Okay, so I had this idea for a presheaf that is quite peculiar. Instead of being based on algebraic category (i.e. abelian groups), it is based on a topological one, the category of compact topological spaces.
Okay, so let's say you have a space $X$. An open space $U$ is associated with the its one-point compactification, $U^*$. For each pair $V \subseteq U$, we have a continuous map $\text{res}_{V,U}: U^* \to V^*$ defined as
$$\text{res}_{V,U}(x) = \begin{cases} x & \text{if $x \in V$} \\ \infty & \text{if $x \in U \backslash V \vee x = \infty$} \end{cases}$$
$\text{res}_{U,U}=\text{id}_{U^*}$ and $\text{res}_{U,V} \circ \text{res}_{V,W} = \text{res}_{U,W}$ trivially. Therefore, this forms a presheaf.
My question is what is the sheafification of this presheaf? (I'm hoping it will be some sort of localized compactification!)
This is only a partial answer, but it's too long for a comment, so I'll post this as an answer and hope that nobody complains.
For simplicity, let's call your presheaf $\mathcal{F}$.
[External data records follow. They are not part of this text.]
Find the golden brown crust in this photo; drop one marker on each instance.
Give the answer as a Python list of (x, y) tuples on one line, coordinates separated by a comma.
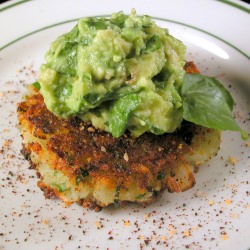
[(146, 165)]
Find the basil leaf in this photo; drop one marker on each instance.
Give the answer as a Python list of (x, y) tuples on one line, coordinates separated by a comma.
[(120, 112), (206, 102)]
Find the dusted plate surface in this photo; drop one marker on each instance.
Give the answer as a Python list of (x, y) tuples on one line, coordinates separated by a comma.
[(215, 214)]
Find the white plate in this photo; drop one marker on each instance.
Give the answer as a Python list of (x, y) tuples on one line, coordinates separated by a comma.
[(215, 214)]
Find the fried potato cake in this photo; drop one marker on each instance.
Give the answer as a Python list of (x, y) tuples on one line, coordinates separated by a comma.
[(79, 163)]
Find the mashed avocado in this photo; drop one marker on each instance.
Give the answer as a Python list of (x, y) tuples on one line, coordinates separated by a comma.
[(123, 72)]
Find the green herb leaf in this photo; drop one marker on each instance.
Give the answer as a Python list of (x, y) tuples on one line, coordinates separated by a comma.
[(36, 85), (206, 102), (120, 112)]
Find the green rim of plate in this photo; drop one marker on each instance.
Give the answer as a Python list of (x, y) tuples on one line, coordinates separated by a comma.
[(156, 18), (13, 5)]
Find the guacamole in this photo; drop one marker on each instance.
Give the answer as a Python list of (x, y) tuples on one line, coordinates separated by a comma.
[(121, 73)]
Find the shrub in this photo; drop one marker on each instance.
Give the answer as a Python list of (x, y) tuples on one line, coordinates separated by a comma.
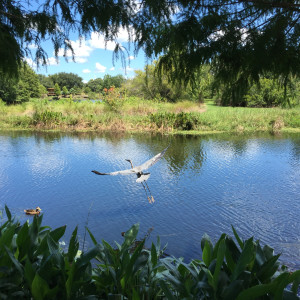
[(113, 98), (34, 266), (181, 121), (47, 117)]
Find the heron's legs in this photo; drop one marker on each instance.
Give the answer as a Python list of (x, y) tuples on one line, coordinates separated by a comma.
[(148, 197), (152, 199)]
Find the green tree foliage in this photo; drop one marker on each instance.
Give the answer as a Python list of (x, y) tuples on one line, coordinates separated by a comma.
[(21, 89), (57, 90), (33, 265), (96, 85), (8, 88), (242, 39), (69, 80), (65, 91), (149, 85), (115, 81), (269, 92), (46, 81)]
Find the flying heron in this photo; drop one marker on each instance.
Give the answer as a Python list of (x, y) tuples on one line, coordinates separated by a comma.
[(138, 170)]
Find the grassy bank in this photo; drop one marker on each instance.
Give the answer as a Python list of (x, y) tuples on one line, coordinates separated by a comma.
[(139, 115)]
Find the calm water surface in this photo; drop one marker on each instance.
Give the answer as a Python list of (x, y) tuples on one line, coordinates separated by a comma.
[(202, 185)]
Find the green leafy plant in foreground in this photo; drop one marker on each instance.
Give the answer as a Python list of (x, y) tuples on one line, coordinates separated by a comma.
[(33, 266)]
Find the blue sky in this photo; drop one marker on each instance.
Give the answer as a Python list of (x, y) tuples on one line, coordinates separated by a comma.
[(92, 60)]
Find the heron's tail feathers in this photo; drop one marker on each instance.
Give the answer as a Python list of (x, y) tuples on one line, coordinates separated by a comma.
[(98, 173), (143, 177)]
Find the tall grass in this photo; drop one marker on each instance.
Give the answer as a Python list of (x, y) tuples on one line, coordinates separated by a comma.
[(137, 114)]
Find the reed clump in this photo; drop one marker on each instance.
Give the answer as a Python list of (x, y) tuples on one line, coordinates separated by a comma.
[(137, 114)]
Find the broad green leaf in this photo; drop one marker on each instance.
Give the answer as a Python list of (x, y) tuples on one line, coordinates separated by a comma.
[(57, 233), (8, 214), (167, 291), (295, 279), (268, 269), (153, 255), (268, 251), (231, 291), (255, 292), (135, 295), (122, 282), (69, 282), (29, 272), (39, 288), (54, 251)]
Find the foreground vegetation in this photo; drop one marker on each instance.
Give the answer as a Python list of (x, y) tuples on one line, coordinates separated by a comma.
[(136, 115), (34, 266)]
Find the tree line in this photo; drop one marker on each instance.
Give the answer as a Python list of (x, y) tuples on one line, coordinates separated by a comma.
[(148, 84), (244, 40)]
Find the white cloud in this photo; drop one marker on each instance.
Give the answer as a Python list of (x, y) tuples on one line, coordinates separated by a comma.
[(32, 46), (80, 47), (122, 35), (127, 69), (97, 42), (52, 61), (100, 68), (30, 61), (80, 60)]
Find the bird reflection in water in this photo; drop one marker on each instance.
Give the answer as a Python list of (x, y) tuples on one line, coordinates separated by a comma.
[(138, 170)]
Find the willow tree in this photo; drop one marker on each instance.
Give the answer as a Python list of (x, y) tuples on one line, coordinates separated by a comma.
[(243, 39)]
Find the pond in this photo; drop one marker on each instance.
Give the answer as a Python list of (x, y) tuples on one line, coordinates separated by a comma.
[(203, 184)]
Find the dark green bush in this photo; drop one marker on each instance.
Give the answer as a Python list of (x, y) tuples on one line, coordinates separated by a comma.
[(33, 266), (47, 117), (181, 121)]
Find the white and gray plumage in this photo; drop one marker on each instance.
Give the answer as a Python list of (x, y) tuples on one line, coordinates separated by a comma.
[(138, 170)]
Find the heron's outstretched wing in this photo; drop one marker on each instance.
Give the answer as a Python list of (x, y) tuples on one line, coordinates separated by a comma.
[(122, 172), (151, 161)]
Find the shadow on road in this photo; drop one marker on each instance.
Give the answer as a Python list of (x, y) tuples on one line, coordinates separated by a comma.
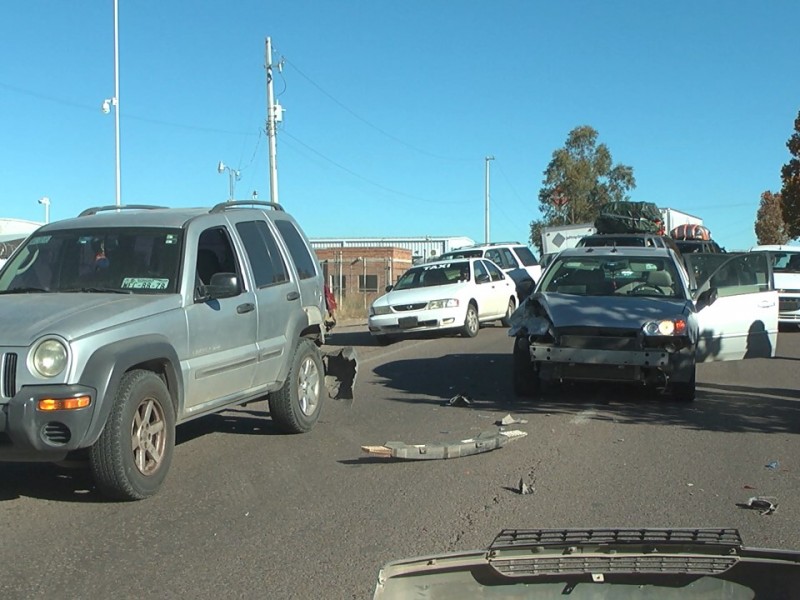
[(486, 378)]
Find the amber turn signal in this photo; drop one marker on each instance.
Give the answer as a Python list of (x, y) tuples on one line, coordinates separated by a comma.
[(49, 404)]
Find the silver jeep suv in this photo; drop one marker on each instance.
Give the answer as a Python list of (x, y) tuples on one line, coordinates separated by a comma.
[(121, 323)]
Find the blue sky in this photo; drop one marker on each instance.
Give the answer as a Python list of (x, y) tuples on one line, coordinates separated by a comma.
[(391, 107)]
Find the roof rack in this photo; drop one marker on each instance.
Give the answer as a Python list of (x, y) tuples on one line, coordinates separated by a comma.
[(223, 206), (96, 209)]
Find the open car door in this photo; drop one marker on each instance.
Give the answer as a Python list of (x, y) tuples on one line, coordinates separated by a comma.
[(742, 321)]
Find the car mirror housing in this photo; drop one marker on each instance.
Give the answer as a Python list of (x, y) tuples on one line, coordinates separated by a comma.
[(707, 298)]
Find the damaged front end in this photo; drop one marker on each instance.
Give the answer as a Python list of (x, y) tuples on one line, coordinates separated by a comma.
[(567, 339)]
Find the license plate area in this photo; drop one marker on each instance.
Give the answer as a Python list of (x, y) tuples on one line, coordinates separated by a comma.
[(407, 322)]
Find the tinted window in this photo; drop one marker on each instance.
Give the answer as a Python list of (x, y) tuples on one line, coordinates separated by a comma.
[(262, 253), (135, 260), (525, 256), (306, 265), (495, 273)]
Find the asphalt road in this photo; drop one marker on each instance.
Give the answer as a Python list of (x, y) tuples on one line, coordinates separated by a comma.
[(249, 513)]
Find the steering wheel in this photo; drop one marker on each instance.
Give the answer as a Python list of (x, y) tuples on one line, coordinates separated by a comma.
[(649, 287)]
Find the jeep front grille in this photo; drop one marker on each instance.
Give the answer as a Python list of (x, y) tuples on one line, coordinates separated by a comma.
[(9, 374), (56, 433)]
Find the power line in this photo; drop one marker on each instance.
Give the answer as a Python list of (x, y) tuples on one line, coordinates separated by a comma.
[(368, 123), (361, 177)]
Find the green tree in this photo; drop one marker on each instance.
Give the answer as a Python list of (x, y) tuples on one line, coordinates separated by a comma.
[(770, 228), (579, 179), (790, 192)]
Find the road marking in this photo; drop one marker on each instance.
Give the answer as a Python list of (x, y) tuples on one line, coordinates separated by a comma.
[(583, 417)]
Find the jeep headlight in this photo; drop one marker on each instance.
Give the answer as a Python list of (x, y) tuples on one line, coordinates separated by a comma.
[(446, 303), (49, 358), (665, 327)]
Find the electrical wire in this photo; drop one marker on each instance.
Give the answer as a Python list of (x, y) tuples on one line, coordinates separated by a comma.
[(369, 181)]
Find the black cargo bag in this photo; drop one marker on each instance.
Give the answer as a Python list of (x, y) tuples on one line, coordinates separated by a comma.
[(629, 217)]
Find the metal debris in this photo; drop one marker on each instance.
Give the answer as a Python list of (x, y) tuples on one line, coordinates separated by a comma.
[(766, 505), (459, 400), (484, 442), (341, 369)]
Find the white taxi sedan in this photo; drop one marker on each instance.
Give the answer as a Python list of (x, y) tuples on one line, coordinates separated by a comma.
[(444, 295)]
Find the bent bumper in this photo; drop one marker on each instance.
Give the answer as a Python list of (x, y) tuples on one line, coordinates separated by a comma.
[(29, 434)]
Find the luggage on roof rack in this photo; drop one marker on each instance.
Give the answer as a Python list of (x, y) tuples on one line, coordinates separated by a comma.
[(629, 217), (690, 231)]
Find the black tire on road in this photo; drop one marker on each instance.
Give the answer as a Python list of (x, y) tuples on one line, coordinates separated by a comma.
[(512, 306), (296, 406), (131, 458), (683, 391), (525, 377), (471, 323)]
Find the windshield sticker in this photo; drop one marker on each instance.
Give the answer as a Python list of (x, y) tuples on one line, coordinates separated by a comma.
[(144, 283)]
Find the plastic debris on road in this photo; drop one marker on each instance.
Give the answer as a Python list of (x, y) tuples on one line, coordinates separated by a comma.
[(459, 400), (766, 505), (510, 420), (484, 442)]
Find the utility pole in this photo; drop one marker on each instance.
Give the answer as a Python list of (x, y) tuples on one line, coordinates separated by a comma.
[(272, 119), (486, 202)]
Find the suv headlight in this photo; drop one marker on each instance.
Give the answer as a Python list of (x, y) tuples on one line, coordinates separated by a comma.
[(665, 327), (49, 358), (446, 303)]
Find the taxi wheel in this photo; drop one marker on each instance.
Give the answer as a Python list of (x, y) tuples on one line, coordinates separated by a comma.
[(471, 323), (296, 406)]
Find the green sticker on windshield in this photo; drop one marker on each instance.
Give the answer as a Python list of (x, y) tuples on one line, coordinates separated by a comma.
[(144, 283)]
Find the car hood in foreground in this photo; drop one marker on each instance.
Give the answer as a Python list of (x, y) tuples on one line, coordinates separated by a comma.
[(26, 317), (591, 563), (418, 295)]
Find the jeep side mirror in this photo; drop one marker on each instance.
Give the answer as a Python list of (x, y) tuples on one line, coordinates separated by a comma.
[(707, 298), (223, 285)]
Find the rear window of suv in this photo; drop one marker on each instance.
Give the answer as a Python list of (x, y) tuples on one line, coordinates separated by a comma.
[(525, 256)]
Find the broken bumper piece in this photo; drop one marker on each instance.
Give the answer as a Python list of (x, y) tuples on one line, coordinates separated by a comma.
[(484, 442)]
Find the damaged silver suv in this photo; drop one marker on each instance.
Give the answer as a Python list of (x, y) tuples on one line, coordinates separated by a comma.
[(119, 324)]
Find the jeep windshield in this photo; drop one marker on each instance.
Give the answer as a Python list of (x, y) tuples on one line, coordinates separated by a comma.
[(116, 260)]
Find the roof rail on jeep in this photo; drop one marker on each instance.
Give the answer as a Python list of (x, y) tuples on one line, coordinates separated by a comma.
[(223, 206), (96, 209)]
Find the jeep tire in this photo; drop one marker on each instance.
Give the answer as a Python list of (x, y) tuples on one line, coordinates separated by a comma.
[(525, 377), (132, 456), (296, 406)]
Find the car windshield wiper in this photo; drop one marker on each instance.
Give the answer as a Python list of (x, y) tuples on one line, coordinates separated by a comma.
[(96, 290), (24, 290)]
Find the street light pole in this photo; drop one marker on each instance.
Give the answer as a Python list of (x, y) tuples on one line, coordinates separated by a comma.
[(114, 101), (45, 201), (486, 201)]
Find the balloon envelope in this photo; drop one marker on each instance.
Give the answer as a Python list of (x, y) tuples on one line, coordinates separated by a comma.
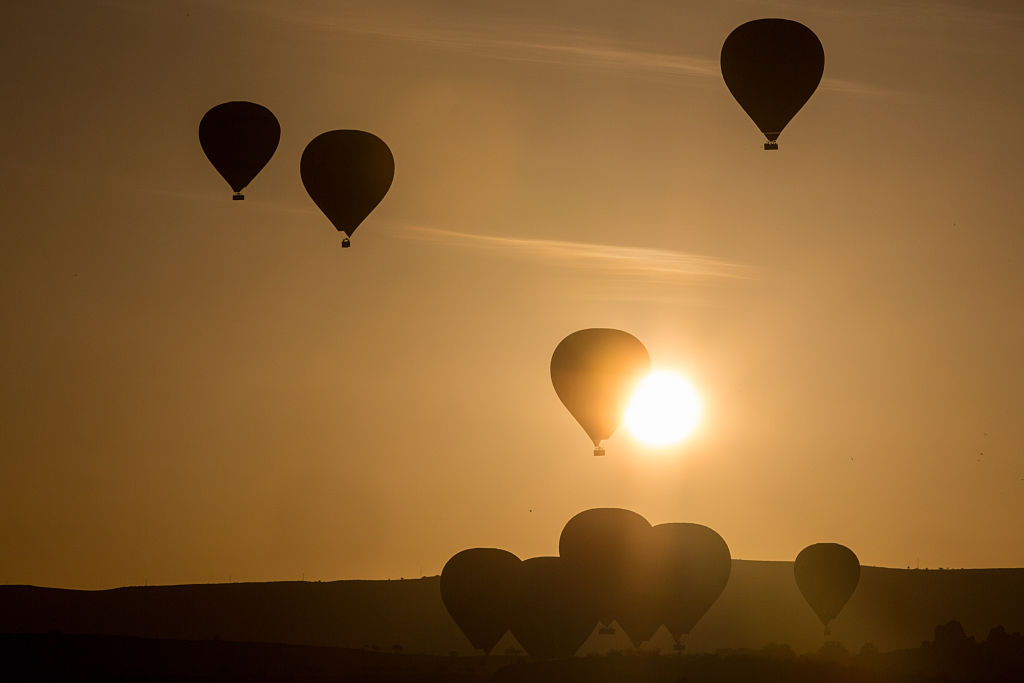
[(239, 138), (826, 573), (550, 617), (476, 588), (601, 549), (772, 68), (692, 564), (347, 173), (594, 373)]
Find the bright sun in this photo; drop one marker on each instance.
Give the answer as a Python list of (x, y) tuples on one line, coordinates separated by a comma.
[(665, 409)]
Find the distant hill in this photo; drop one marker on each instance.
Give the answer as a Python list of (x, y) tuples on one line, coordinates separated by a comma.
[(892, 608)]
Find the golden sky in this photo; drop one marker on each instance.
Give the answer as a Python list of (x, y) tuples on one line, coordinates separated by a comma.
[(195, 388)]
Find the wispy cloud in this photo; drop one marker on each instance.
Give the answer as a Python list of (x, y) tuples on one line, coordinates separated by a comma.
[(524, 43), (631, 264)]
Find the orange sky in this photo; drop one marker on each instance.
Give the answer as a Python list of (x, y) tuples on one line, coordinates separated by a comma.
[(195, 388)]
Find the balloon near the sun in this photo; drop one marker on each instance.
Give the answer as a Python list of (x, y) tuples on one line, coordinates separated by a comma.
[(665, 409)]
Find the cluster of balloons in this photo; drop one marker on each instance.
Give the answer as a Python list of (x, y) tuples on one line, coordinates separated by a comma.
[(612, 564), (346, 172), (594, 373)]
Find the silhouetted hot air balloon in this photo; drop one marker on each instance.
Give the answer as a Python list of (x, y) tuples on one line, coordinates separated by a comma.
[(601, 548), (476, 588), (826, 573), (550, 615), (594, 372), (772, 68), (239, 138), (692, 565), (347, 173)]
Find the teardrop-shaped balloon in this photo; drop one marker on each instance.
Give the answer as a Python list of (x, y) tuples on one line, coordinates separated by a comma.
[(347, 173), (550, 615), (772, 68), (693, 565), (826, 573), (239, 138), (476, 588), (601, 548), (594, 373)]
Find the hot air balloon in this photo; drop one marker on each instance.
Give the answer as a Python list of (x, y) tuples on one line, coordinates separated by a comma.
[(826, 573), (476, 588), (692, 565), (550, 615), (239, 138), (601, 548), (347, 173), (772, 68), (594, 372)]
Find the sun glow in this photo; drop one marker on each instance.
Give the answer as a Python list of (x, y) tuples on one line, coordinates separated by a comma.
[(664, 410)]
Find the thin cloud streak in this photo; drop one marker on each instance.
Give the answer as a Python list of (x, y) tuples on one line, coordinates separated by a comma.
[(631, 263), (565, 48)]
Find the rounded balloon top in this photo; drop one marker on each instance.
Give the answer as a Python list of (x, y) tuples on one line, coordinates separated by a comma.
[(476, 587), (594, 373), (826, 574), (602, 549), (239, 138), (772, 68), (694, 563), (347, 173)]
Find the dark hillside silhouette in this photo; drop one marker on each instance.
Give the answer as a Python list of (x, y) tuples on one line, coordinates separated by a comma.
[(891, 608), (950, 657)]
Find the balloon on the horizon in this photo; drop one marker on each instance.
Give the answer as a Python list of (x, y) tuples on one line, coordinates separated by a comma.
[(594, 373), (692, 565), (826, 574), (239, 138), (601, 548), (550, 614), (476, 587), (772, 68), (347, 173)]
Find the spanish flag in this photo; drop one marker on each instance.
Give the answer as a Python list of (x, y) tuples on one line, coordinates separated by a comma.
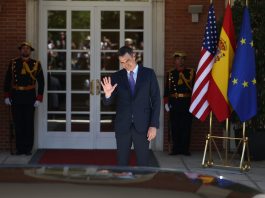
[(218, 86)]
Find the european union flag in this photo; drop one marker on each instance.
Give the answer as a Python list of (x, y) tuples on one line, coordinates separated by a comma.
[(242, 92)]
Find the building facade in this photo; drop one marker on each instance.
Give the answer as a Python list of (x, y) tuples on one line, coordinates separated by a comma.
[(76, 42)]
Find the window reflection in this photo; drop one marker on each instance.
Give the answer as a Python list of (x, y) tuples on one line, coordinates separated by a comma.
[(80, 123), (56, 101), (80, 82), (57, 19), (80, 40), (134, 40), (107, 122), (56, 81), (110, 40), (110, 20), (80, 102), (56, 122), (134, 20), (109, 61), (80, 19), (56, 58), (80, 61)]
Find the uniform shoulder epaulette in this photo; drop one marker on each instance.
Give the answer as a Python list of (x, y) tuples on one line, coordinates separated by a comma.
[(14, 59), (190, 68), (170, 71)]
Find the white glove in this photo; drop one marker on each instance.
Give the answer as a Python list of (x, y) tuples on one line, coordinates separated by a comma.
[(37, 103), (7, 101), (167, 107)]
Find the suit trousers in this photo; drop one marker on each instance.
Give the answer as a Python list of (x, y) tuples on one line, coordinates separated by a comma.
[(23, 117), (141, 146)]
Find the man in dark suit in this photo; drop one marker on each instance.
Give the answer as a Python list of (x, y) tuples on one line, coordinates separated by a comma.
[(135, 91), (21, 80)]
First, let's look at the stalk:
The stalk $\mathcal{F}_x$ is just going to be the direct limit (with respect to the restriction you defined) of the spaces $U^*$ with $U$ an open neighborhood of $x$. This is just going to be the space $$\mathcal{F}_x = \left(\bigcap_{U \ni x} U\right) \cup \{\infty\}$$ with the topology in which the only non-trivial open set is $\{\infty\}$.
A special case: the space is $T_1$
That $X$ is $T_1$ is equivalent to the intersection of the neighborhoods around $x$ being $\{x\}$ for every $x$. In this case, $\mathcal{F}_x = \{x\}^* = \{x,\infty\}$ with the topology $\{\emptyset,\{\infty\},\{x,\infty\}\}$. Recall that the sheafification $\mathcal{F}^{sh}(U)$ is a subset of $\prod_{x \in U} \mathcal{F}_x$, and in particular, since each $\mathcal{F}_x$ contains two distinguished points, this can be identified with the subsets of $U$, i.e. by looking at where this is not $\infty$. With this identification, $$\mathcal{F}^{sh}(U) = \{A \subseteq U \colon A~\mathrm{discrete}\}.$$ By a discrete space, I just mean every point is open. Restriction from $U$ to $V$ is just $A \mapsto A \cap V$.
Remark
Even for nice spaces, this sheafification will typically be pretty large. In particular, for our $T_1$ case, every finite subset is discrete!